I'm trying to figure out the mess of cut wires and connections on my 68 vert to get the horn and Dash/map courtesy light working. I have no idea why some previous owner decided to do some of the "improvements" to the system but here is what I'm working with.

In the first pic is the horn relay. The un-attached wire is the one wired to the horns and the one that goes through the firewall. If I apply 12 volts to the terminal wire, the horns will sound. The other wire that goes to the rear terminal of the left side of the relay (the one that goes though the firewall) is simply cut and left hanging near the fuse box. (it does appear to be brown)(?). The middle terminal on the relay reads 12v and the third terminal on the relay ( far right in the pic) buzzes when grounded and shows maybe 5-6 v while buzzing. Also, does the relay itself need to be grounded to the firewall? I would think that mine is but maybe not good enough?

In pic #2 is what is coming out of the steering wheel. (My flashers and turn signals all work normal) You will note the "missing wire" on the left side? maybe that is how it is suppose to be?

In pic #3 is the other side of the connector where you will now notice a brown wire coming out of the left side. ( I have no idea what the 3 prong connector along side the big connector is.....(?)

In pic #4 is just simply the male/female connectors connected. (Again note the brown wire?)

The 5th pic is the courtesy light cover. I assume the left terminal is for 12v power and the right is a "switched" ground that you would wire to the door switch? ( so it comes on when you open the door) ? I'm not even going to bother trying to figure out the glove box light lol.

Thanks for any input
James


----------



## jmt455 (Mar 26, 2012)

These should help:


----------



## 68 GTO 4spd (Apr 26, 2014)

Thanks for the help JMT. I have studied those, but it is difficult to trace the pathway of all the wires. Its still a work in progress. 

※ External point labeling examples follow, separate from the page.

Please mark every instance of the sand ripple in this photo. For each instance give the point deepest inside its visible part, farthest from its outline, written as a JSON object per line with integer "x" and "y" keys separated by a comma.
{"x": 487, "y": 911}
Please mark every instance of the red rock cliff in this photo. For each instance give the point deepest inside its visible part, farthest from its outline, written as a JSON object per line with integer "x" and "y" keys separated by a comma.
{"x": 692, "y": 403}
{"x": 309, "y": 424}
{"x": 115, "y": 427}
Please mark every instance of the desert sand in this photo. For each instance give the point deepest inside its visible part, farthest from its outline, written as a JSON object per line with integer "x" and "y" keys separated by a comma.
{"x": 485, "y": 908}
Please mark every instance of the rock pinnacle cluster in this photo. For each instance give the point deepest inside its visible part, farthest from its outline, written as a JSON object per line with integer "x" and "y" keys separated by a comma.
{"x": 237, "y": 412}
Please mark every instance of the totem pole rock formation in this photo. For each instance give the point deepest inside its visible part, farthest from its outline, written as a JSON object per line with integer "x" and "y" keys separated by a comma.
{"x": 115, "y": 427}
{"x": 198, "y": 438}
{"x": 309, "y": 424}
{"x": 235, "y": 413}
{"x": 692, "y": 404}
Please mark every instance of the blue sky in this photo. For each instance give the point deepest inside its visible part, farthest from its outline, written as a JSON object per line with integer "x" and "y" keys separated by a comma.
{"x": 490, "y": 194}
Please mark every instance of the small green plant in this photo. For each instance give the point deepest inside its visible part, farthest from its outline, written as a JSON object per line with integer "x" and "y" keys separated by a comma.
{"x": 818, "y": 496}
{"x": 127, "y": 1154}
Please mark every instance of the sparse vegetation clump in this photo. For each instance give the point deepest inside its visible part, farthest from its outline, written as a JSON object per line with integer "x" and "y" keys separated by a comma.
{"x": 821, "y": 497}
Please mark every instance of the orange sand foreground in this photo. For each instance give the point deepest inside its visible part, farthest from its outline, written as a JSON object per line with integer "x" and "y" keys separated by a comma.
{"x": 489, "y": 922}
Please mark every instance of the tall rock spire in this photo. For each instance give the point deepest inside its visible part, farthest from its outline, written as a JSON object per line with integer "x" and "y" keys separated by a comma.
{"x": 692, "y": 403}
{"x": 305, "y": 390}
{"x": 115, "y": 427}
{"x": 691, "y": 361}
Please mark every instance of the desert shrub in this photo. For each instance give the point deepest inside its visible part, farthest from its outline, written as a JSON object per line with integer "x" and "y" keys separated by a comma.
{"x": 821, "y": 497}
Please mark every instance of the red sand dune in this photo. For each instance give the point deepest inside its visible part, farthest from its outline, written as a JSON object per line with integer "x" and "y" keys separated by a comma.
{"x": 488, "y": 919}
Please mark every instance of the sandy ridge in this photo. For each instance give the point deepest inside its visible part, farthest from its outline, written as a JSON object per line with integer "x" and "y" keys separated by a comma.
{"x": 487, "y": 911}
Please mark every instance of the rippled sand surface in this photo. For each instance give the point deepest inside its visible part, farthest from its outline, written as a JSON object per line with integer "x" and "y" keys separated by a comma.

I did find the wire just "dangling" in through the firewall was something the old owner just spliced in, so I'm crossing my fingers its just a bad horn relay.......


----------



## BearGFR (Aug 25, 2008)

If you'll go check out classiccarwiring.com you'll find they have nice _color_ wiring diagrams available in several formats, including large plastic laminated sheets. I bought a set for my '69 and they sure make it a lot easier to trace circuits, especially with "old" eyes like mine.

Bear


----------



## 68 GTO 4spd (Apr 26, 2014)

Thanks Bear. Those look like a great investment, would come in very handy! 

So I can hopefully get this resolved over the holiday weekend, could anyone tell me what color the Horn wire is, coming out of the steering column? From there I will trace it further downstream. I hate to pull the steering wheel to find out if someone knows.

Thanks again!


----------



## jmt455 (Mar 26, 2012)

The horn switch wire is Dark Green (pin "S") in the 68 steering column connector.

It runs from the bottom of the steering column connector (the semi-circular connector) to terminal "d" in the firewall connector. On the engine compartment side of the firewall connector, it is the dark green wire going to the horn relay.


----------



## 68 GTO 4spd (Apr 26, 2014)

Thank you good sir!


----------